Yields on the Mexican government’s peso bonds due in 2024 have tumbled 81 basis points, or 0.81 percentage point, since the end of March, to 7.02 percent, according to data compiled by Bloomberg.

‘Benign Picture’

Annual inflation in Mexico slowed to 3.28 percent in June and touched a five-year low of 3.04 percent in March. In Brazil, Latin America’s biggest economy, consumer prices rose at an annual rate of 6.71 percent in June, a six-year high.

The costs of food items from peaches to tomatoes in Mexico fell 6.4 percent last month, the most in six years.

“It’s just been a very benign picture,” Alejandro Urbina, who helps manage about $800 million at Silva Capital Management LLC, said in a telephone interview from Chicago. “What’s surprising in the data is how the prices of food have been lower than expected.”

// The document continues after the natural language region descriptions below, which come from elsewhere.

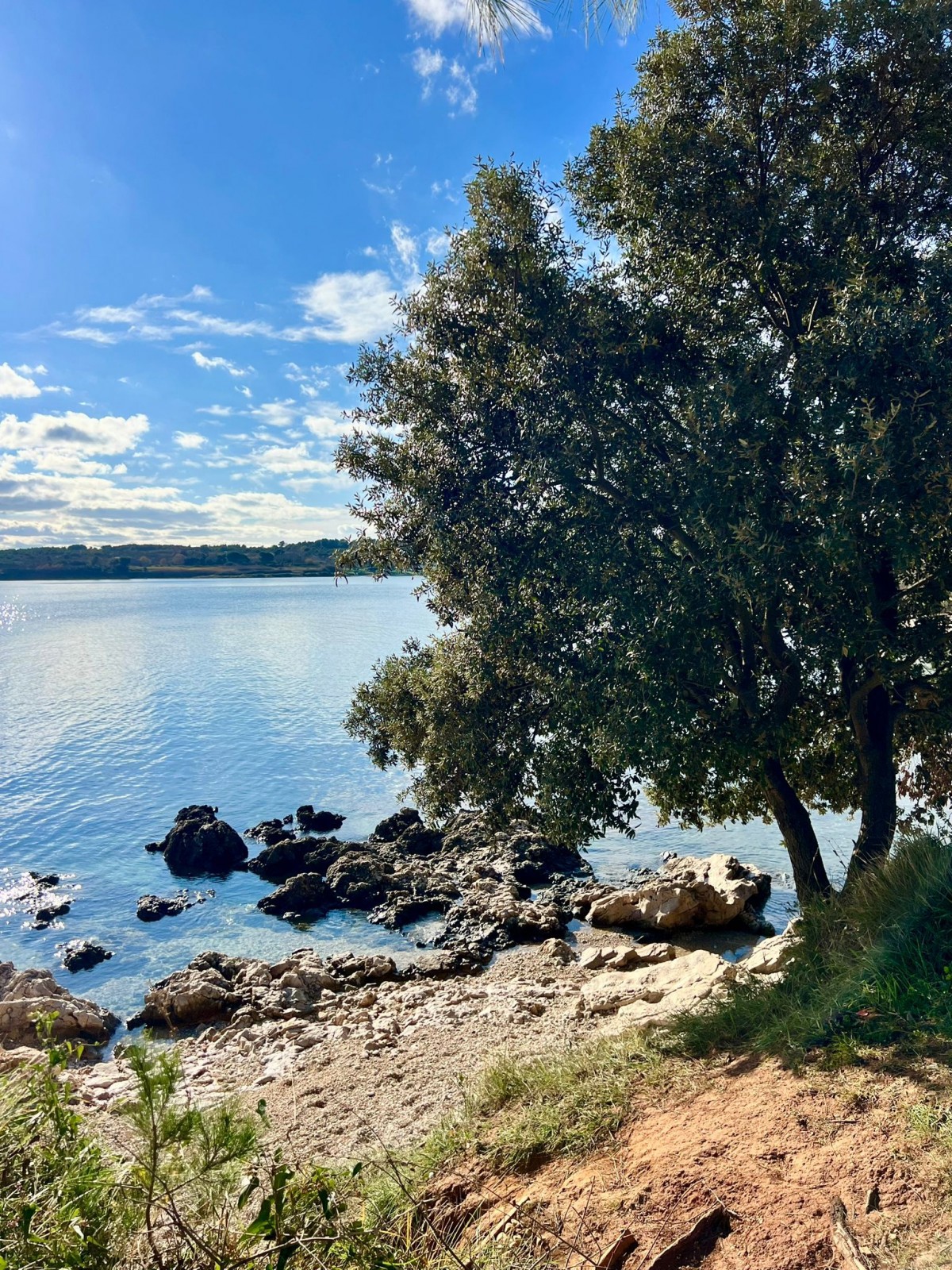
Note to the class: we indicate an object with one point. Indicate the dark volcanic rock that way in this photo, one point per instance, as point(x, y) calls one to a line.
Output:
point(201, 844)
point(83, 956)
point(317, 822)
point(359, 879)
point(268, 832)
point(416, 840)
point(304, 895)
point(391, 829)
point(48, 914)
point(44, 882)
point(298, 855)
point(152, 908)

A pickup in Mexico’s economic expansion may spark inflation, according to Benito Berber, a strategist at Nomura Securities Inc. in New York. He estimates the central bank will raise rates as soon as the first quarter of 2012.

Growth in the U.S. will accelerate in the second half of the year as the world’s largest economy shakes off the temporary effects of the run-up in fuel costs and the disaster in Japan, according to Lou Crandall, chief economist of Wrightson ICAP LLC in Jersey City, New Jersey, and the top forecaster in a Bloomberg News survey.

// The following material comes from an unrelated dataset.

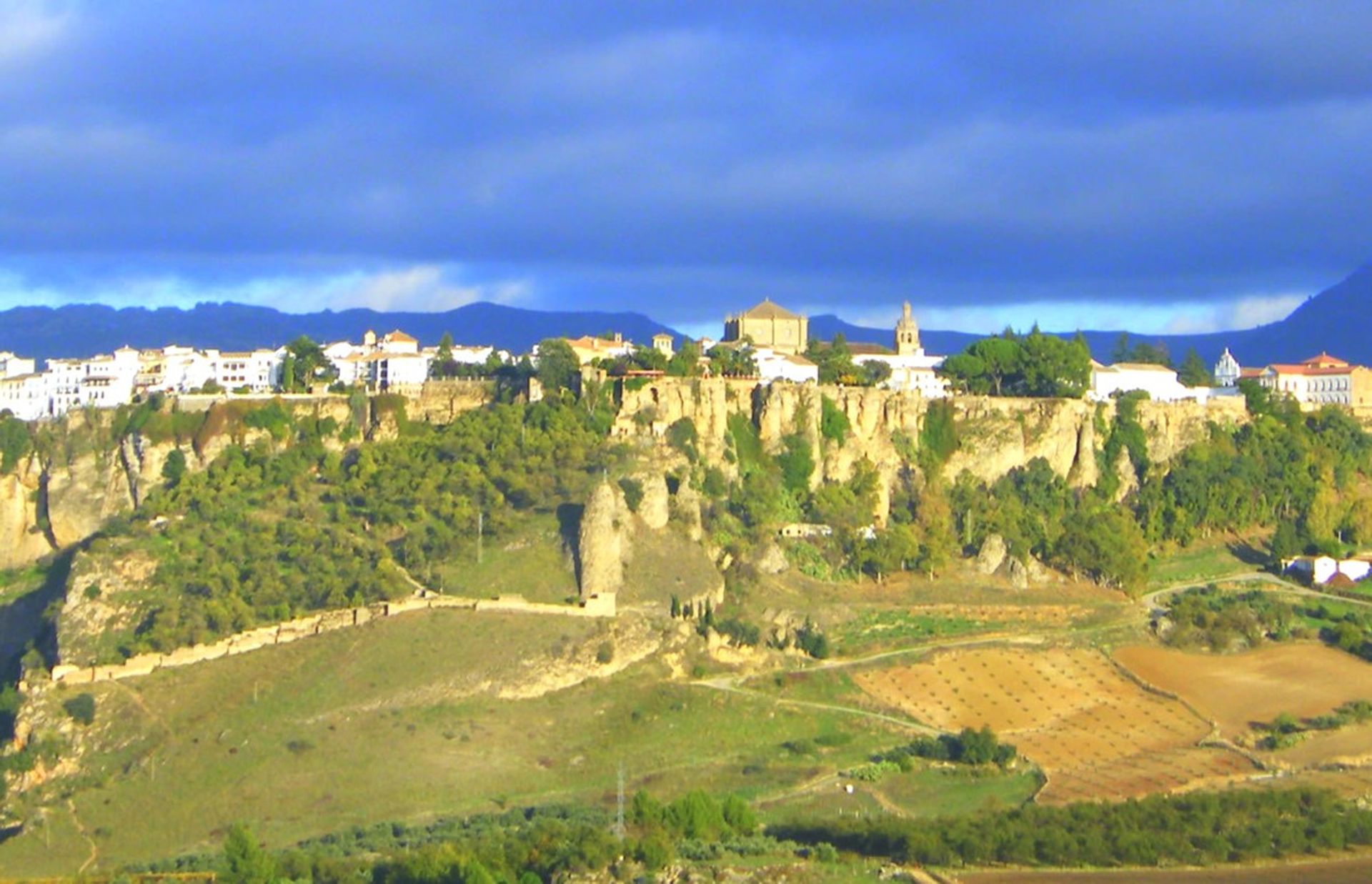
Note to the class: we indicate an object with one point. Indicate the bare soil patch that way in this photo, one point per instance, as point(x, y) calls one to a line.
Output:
point(1095, 732)
point(1236, 690)
point(1345, 870)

Crandall forecasts U.S. gross domestic product expanded at a 1.4 percent annual rate in the second quarter and will grow at an average 3.6 percent pace from July through December.

Inflation Outlook

Industrial production in Mexico rose 4.6 percent in May from a year earlier, more than the median estimate for a gain of 3.7 percent from 12 analysts surveyed by Bloomberg.

“All of the good news in terms of low inflation has been priced in,” Berber said in a telephone interview. “We are now rebounding in terms of manufacturing production.”

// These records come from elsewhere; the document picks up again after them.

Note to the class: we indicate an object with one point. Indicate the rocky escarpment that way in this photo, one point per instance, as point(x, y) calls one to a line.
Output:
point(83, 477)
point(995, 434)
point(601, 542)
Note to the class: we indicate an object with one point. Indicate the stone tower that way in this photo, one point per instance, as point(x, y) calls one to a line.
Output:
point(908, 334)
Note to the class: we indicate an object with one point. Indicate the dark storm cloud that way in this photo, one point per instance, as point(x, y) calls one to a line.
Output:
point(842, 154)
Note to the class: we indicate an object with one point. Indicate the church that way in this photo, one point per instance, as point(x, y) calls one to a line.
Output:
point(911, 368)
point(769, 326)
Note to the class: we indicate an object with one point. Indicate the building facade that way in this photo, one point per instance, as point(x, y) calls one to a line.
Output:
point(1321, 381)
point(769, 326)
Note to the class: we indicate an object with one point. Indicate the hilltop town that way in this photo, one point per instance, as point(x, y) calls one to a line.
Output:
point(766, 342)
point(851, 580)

The yield gap between Mexican inflation-linked debt due in 2012 and similar-maturity fixed-rate bonds, a gauge of investor expectations for price increases, expanded to 464 basis points today, according to data compiled by Bloomberg.

The extra yield investors demand to hold Mexican government dollar bonds instead of U.S. Treasuries narrowed 7 basis points to 138 at 5:34 p.m. New York time, according to JPMorgan Chase & Co.

Default Swaps

The cost to protect Mexican debt against non-payment for five years fell 1 basis point to 114, according to data provider CMA, which is owned by CME Group Inc. and compiles prices quoted by dealers in the privately negotiated market. Credit-default swaps pay the buyer face value in exchange for the underlying securities or the cash equivalent if a government or company fails to adhere to its debt agreements.

The peso rose 0.1 percent to 11.6509 per U.S. dollar.

Mexican central bankers led by Governor Agustin Carstens said in a July 8 statement following their rate decision there was a “favorable evolution” of inflation and that the economy is expanding at a moderate pace.

The economy may grow as much as 5 percent this year after a 5.4 percent expansion in 2010 that was the fastest in a decade, according to the central bank.

“The bank has had a very dovish tone in its statements,” said Javier Belaunzaran, who helps manage about 40 billion pesos ($3.44 billion) at Interacciones Casa de Bolsa SA in Mexico City. “Inflation has been very controlled here.”